In its fifth trust poll, 35 percent said they trusted Fox News more than any other outlet, followed by PBS at 14 percent, ABC at 11 percent, CNN at 10 percent, CBS at 9 percent, 6 percent for MSNBC and Comedy Central, and just 3 percent for NBC.

In what could be taken as sour grapes, the polling firm said the reason why Fox News scored highest on the trustability list is because Republican voters are so dedicated to the network.

"It leads the way because of its continuing near total support among Republicans as the place to go for news- 69 percent of Republicans say it's their most trusted source with nothing else polling above 7 percent," said PPP.

O'Reilly over Colbert

That would mean, by default, that Democrat-leaning voters would be more dedicated to the most liberal of all of the other news networks, right? Perhaps - and perhaps not. Maybe the dispersal of trust among the other networks - none of which could be considered politically conservative by any stretch - means that there are many more left-leaning cable and network news outlets for liberal Democrats to choose from.

In its survey, PPP tested voter attitudes about personalities. Cable news leader Bill O'Reilly, who conducted an interview with President Obama during the Super Bowl, was pitted against Comedy Central's Stephen Colbert; PPP said in a presidential matchup that O'Reilly would beat Colbert 38 percent to 35 percent (is that within the poll's margin of error?).

More than that, O'Reilly had a better favorability rating than any one of the candidates being mentioned for the 2016 Republican presidential nomination - though you should not expect O'Reilly to throw his hat into that morass.

Interestingly, Fox News also won the "least trusted" category, "because many Democrats don't like it," PPP concluded. And there is this:

When all the politics are stripped out, PPP said that the one outlet that appears trusted by both sides is PBS. Some 57 percent of Americans said they trust public TV news.

Still, overall there is little trust in all U.S. media.

Losing faith in our institutions is a bad thing

A September 2012 survey from Gallup found that Americans' distrust of one of the country's oldest institutions was at an all-time low; six in 10 said they had "little or no trust in the media to report the news fully, accurately, and fairly."

The pitiful number "reflects the continuation of a pattern in which negativity increases every election year compared with the year prior," Gallup said. "The current gap between negative and positive views -- 20 percentage points -- is by far the highest Gallup has recorded since it began regularly asking the question in the 1990s."

And while the media gets low marks, Congress gets even lower ratings.
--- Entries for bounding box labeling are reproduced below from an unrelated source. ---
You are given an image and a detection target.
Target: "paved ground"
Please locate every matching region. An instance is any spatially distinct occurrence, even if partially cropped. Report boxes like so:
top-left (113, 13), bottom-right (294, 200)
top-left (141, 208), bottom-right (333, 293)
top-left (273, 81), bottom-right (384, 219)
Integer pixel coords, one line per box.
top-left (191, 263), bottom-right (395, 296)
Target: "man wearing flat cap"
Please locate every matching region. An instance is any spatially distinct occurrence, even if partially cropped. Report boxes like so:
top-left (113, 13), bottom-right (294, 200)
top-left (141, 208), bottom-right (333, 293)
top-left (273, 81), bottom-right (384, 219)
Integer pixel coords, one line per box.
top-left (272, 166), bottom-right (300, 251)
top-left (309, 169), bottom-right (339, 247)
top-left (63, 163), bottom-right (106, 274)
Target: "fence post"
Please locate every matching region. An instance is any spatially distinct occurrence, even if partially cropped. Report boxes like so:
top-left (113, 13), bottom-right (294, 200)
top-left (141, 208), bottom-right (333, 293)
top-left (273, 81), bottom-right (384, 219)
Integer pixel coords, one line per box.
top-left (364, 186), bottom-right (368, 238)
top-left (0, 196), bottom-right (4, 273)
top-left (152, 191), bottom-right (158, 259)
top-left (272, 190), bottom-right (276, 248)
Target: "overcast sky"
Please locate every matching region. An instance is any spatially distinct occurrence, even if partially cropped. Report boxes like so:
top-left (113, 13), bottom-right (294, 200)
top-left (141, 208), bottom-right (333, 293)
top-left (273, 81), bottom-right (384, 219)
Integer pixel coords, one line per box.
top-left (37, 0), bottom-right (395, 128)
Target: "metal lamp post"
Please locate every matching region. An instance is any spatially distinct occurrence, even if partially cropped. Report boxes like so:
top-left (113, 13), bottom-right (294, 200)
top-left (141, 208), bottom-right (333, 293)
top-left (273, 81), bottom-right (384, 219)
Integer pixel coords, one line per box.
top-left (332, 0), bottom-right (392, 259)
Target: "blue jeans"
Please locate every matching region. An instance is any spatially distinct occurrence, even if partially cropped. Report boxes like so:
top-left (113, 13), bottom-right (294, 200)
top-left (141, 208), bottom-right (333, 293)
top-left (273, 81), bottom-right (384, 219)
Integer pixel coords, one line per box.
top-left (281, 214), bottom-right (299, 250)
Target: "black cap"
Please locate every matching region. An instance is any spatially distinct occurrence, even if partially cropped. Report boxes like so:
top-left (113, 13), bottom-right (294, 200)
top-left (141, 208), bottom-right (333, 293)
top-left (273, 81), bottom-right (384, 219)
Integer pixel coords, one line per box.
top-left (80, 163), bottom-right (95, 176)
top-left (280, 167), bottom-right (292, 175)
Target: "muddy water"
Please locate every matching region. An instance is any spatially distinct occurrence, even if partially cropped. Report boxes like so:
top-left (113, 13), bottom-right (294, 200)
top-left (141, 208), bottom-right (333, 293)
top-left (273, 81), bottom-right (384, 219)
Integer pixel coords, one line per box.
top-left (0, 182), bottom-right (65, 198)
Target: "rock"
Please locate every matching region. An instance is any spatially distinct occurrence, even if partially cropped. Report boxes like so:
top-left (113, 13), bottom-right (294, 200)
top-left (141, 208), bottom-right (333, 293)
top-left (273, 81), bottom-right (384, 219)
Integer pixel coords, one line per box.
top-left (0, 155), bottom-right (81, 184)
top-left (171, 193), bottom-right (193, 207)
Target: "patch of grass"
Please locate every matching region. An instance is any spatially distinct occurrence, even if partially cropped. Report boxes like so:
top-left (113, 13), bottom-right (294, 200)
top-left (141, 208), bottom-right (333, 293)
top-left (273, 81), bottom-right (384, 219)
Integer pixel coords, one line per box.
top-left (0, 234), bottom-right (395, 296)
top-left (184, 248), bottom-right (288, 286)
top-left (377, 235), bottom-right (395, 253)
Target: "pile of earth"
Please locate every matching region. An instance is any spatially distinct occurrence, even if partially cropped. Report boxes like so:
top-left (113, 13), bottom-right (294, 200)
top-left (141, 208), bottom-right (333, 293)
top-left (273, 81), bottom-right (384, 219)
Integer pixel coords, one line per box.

Talk about your political cellars; in November, Gallup released its latest congressional approval ratings, and overall favorability among the electorate had fallen to single digits: 9 percent.

Taken together, overall distrust of Congress and the media does not bode well for the republic. If the people cannot get satisfaction through representation or reliable news and information from those charged with delivering it, at some point that will affect civil society.

As it is, only about one-third of us even trust each other.